Flashback to 1998. I'm in Southern California on a road trip and every tape we brought with us had been played about 100 times. Needless to say, we were in desperate need of something new. Cassette tapes were on their deathbed and the selection at our friend's shop proved it. The other guys picked out a bunch of metal and tongue-in-cheek rock stuff. I picked up Do or Die by the Dropkick Murphy's. After the barrage of speed picking and satanic references it was finally my turn.
I popped in the cassette and was instantly hooked. The music was good, but pretty typical of the genre. The thing that struck me most was the singer, Mike McColgan. There was a passion in his voice that couldn't be faked. Dropkick took off and quickly became one of the biggest names in punk.
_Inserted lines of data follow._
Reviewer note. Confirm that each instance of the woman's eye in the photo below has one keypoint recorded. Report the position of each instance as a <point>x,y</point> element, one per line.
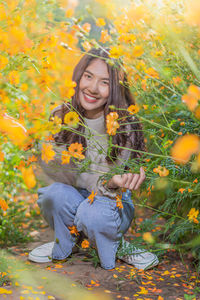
<point>88,76</point>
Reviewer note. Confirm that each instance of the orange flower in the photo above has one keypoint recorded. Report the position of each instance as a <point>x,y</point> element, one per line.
<point>75,150</point>
<point>91,197</point>
<point>119,201</point>
<point>192,97</point>
<point>116,52</point>
<point>105,37</point>
<point>28,177</point>
<point>32,158</point>
<point>13,129</point>
<point>133,109</point>
<point>111,123</point>
<point>85,244</point>
<point>1,156</point>
<point>192,12</point>
<point>176,80</point>
<point>192,215</point>
<point>197,112</point>
<point>3,204</point>
<point>137,51</point>
<point>184,147</point>
<point>65,157</point>
<point>100,22</point>
<point>162,171</point>
<point>147,236</point>
<point>73,230</point>
<point>152,73</point>
<point>86,27</point>
<point>181,190</point>
<point>71,119</point>
<point>47,153</point>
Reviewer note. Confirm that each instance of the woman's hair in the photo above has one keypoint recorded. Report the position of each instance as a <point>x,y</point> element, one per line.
<point>120,97</point>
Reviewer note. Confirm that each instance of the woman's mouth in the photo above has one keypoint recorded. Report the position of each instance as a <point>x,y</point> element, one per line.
<point>89,98</point>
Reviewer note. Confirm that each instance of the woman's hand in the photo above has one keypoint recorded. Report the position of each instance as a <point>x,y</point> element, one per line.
<point>129,181</point>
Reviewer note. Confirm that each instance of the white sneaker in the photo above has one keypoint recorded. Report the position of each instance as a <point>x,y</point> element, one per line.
<point>139,258</point>
<point>42,254</point>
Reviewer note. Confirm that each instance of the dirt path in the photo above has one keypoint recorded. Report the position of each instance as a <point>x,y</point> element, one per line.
<point>171,279</point>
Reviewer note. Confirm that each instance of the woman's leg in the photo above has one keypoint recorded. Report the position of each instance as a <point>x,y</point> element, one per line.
<point>100,222</point>
<point>58,203</point>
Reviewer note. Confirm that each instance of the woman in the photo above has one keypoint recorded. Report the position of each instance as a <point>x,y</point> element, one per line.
<point>68,202</point>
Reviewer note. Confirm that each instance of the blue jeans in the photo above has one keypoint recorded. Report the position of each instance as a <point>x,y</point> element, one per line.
<point>102,221</point>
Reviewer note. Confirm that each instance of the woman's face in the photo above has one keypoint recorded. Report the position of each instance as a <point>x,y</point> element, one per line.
<point>94,88</point>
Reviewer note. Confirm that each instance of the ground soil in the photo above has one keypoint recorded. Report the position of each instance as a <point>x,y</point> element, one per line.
<point>171,279</point>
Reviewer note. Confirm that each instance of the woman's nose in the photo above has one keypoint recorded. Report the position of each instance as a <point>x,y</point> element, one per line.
<point>93,87</point>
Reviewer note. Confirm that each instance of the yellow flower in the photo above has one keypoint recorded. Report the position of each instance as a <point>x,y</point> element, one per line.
<point>111,123</point>
<point>71,119</point>
<point>28,177</point>
<point>152,73</point>
<point>85,244</point>
<point>119,201</point>
<point>91,197</point>
<point>192,215</point>
<point>184,147</point>
<point>3,62</point>
<point>116,52</point>
<point>192,12</point>
<point>47,153</point>
<point>3,204</point>
<point>105,37</point>
<point>73,230</point>
<point>65,157</point>
<point>137,51</point>
<point>147,236</point>
<point>100,22</point>
<point>13,129</point>
<point>162,171</point>
<point>192,97</point>
<point>1,156</point>
<point>133,109</point>
<point>75,150</point>
<point>13,77</point>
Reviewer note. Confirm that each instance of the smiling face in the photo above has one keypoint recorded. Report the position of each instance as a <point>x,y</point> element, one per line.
<point>94,88</point>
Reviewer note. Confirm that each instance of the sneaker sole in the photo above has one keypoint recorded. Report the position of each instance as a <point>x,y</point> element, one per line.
<point>147,266</point>
<point>39,259</point>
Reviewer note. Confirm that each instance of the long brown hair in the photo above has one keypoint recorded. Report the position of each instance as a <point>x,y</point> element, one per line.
<point>120,97</point>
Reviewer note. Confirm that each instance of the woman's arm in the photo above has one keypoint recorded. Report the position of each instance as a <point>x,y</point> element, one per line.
<point>129,181</point>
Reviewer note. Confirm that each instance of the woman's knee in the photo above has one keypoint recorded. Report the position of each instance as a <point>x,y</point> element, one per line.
<point>96,220</point>
<point>53,196</point>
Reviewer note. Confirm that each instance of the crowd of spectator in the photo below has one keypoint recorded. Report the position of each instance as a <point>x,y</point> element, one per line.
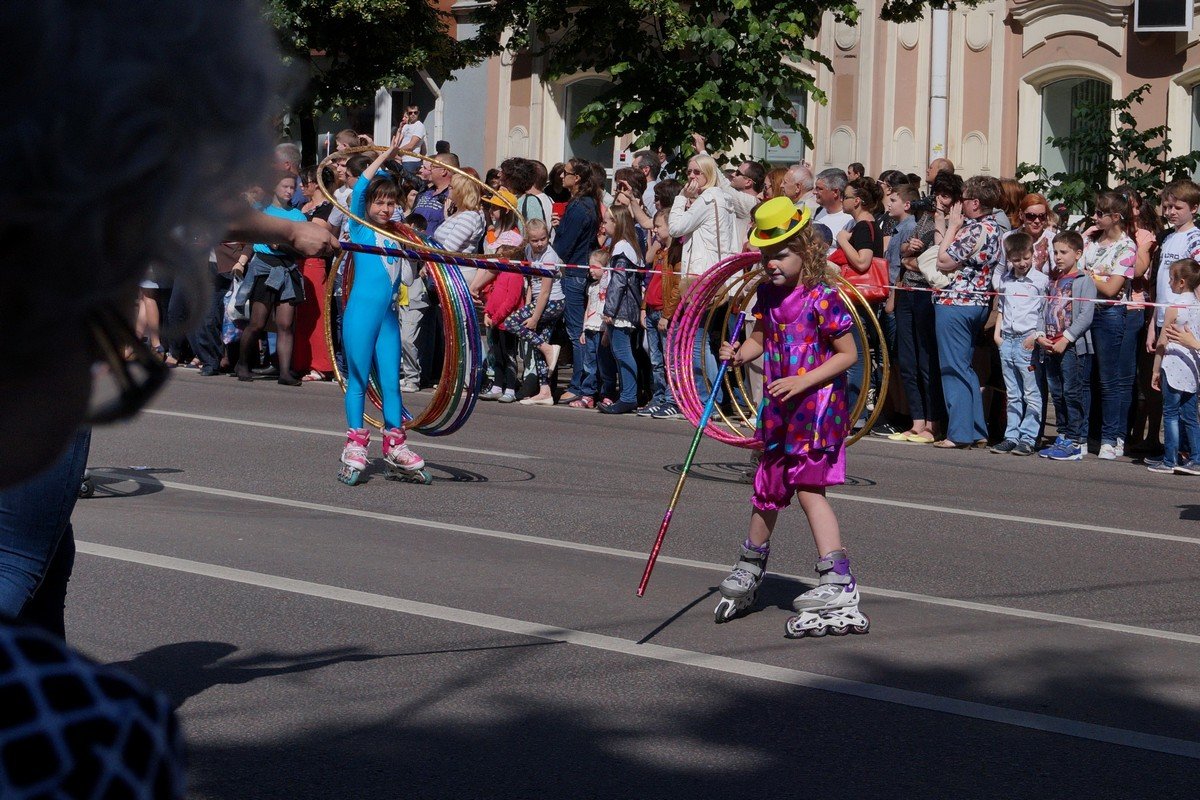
<point>982,314</point>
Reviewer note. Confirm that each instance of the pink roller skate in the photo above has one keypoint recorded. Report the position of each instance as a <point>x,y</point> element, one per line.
<point>354,456</point>
<point>402,463</point>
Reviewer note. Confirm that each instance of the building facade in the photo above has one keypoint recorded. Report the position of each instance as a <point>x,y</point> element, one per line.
<point>984,86</point>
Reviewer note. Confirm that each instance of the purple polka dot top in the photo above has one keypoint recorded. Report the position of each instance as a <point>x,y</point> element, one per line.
<point>798,328</point>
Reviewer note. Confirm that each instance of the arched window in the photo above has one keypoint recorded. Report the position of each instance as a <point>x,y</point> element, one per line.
<point>579,140</point>
<point>1059,101</point>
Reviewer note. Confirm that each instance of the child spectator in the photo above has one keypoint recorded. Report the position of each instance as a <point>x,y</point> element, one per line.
<point>1020,305</point>
<point>1066,343</point>
<point>594,337</point>
<point>658,305</point>
<point>1181,202</point>
<point>534,322</point>
<point>505,298</point>
<point>1176,372</point>
<point>1110,257</point>
<point>623,304</point>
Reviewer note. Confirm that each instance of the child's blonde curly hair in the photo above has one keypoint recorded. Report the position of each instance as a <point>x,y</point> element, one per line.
<point>811,250</point>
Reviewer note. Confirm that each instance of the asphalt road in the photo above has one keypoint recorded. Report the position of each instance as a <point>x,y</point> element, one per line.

Shortly after, Mike quit the band to live out his childhood dream: becoming a Boston fireman. Although I thought this was great, I was kinda bummed that my favourite part about DM was gone.
Fast-forward to 2002. I'm in Vegas slinging clothes at a punk rock shop. A cross-eyed, buck-toothed kid named Nick stops by with a CD that I "have to hear." The record is Savin Hill and the band is called Street Dogs.
I'm a little hesitant because this kid comes in like every day. And on most days, he's got a CD with him by some Boston band that I "have to hear."
He tells me to put the CD on.
I tell him to buzz off.
He tells me they are from Boston.
I tell him he should move there. That way he'll be able to see them play all the time.
Finally he says, "But it's the old singer from Dropkick." I put the CD on. But not before busting him a bit more by telling him I'll put on his Pound Puppies CD if he goes and gets me a drink.
Surprisingly, I like the CD. A lot.
Fast-forward, again. But this time to present day Philadelphia. I read somewhere that Street Dogs are playing in town. Immediately, I get a hold of the band and ask them if they'd like to stop by. Johnny gives me a call and we set everything up.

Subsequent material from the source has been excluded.